Jiro souhaita une bonne nuit à son père et quitta la pièce. Pendant quelques secondes, Ogata-San regarda fixement la porte avec laquelle Jiro avait disparu, comme s’il s’attendait à ce que son fils revînt d’une minute à l’autre. Puis il se tourna vers moi avec une expression inquiète.
« Je ne me rendais pas compte qu’il était si tard, dit-il. Je ne voulais pas faire veiller Jiro. » [1]

 

 

 

 

 

 

 

 

 

 

 

 

 

 

 

 

 

 

 

 

 

 

 

 

 

 

 

 

 

 

 

 

 

 

 

 

 

 

 

 

 

 

 

 

 

 

 

 

 

 

 

 

 

 

 

 

 

Le point de départ de l’échange entre le père et le fils est un fait rapporté par une tierce personne : une femme votant pour un autre parti que celui choisi par son mari. Pour le père, c’est « extraordinaire », « impensable autrefois » et « triste », car cela signifie que le mari « ne peut plus compter sur sa femme ».

Sa réaction évoque en partie les craintes de nombreux observateurs du changement social au XIXème siècle. A cette époque, d’une part les migrations des hommes et des femmes vers la ville et vers de nouveaux métiers et d’autre part la circulation des idées (chemin de fer, presse, catalogue…) affaiblissaient la régulation par la communauté d’origine (à la fois communauté de voisinage et familiale). Affranchi du regard de cette communauté, il devenait plus facile pour chacun de prendre de la distance par rapport à certaines traditions, par rapport à ce qui auparavant  « allait de soi ». Ainsi le processus de l’individualisation était-il accéléré.

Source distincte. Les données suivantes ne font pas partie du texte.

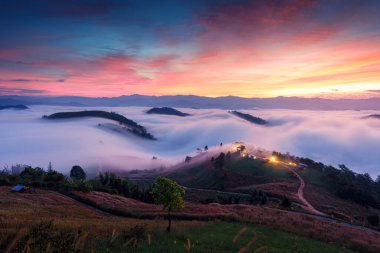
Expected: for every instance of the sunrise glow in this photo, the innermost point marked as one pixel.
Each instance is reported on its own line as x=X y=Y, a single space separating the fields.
x=215 y=48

Ogata-San agit exactement comme ces observateurs du XIXème siècle : constatant la disparition de l’ancien lien au sein du couple, lien se traduisant par le fait que la femme se conformait à son mari, il  en voit l’aspect négatif (c’est « triste », le mari n’a plus l’appui de sa femme) .

Mais à la fin du XIXème siècle et au début du XXème siècle, un sociologue prit le contre-pied des craintes exprimées par ses contemporains : Emile Durkheim (1858-1917) considérait qu’il ne fallait pas voir uniquement ce qui disparaissait mais aussi ce qui naissait. A la façon de l’économiste Schumpeter, il aurait pu dire que le changement social est un processus de « destruction créatrice ». Pour reprendre les termes propres à Durkheim, en même temps que la solidarité mécanique déclinait, c’est-à-dire la solidarité qui unit ceux qui se ressemblent, une autre solidarité émergeait peu à peu, la solidarité organique, celle qui unit ceux qui sont différents mais complémentaires. En effet, Durkheim appelle « solidarité mécanique ou par similitudes » celle qui « relie directement l’individu à la société sans aucun intermédiaire ». La société peut alors être définie comme « un ensemble plus ou moins organisé de croyances et de sentiments communs à tous les membres du groupes : c’est le type collectif »[2]. Dans une telle société, la conscience collective est prééminente, la conscience collective étant « l’ensemble des croyance et des sentiments communs à la moyenne des membres d’une même société » : « elle est indépendante des conditions particulières où les individus se trouvent placés ; ils passent, et elle reste »[3]. Dans ce contexte de solidarité mécanique, la conscience collective et la conscience individuelle entretiennent donc des rapports antagonistes : la solidarité mécanique est d’autant plus forte que la personnalité, la conscience individuelle est réduite. Durkheim écrit : la solidarité mécanique « est à son maximum quand la conscience collective recouvre exactement notre conscience totale et coïncide de tous points avec elle : mais, à ce moment, notre individualité est nulle » [4].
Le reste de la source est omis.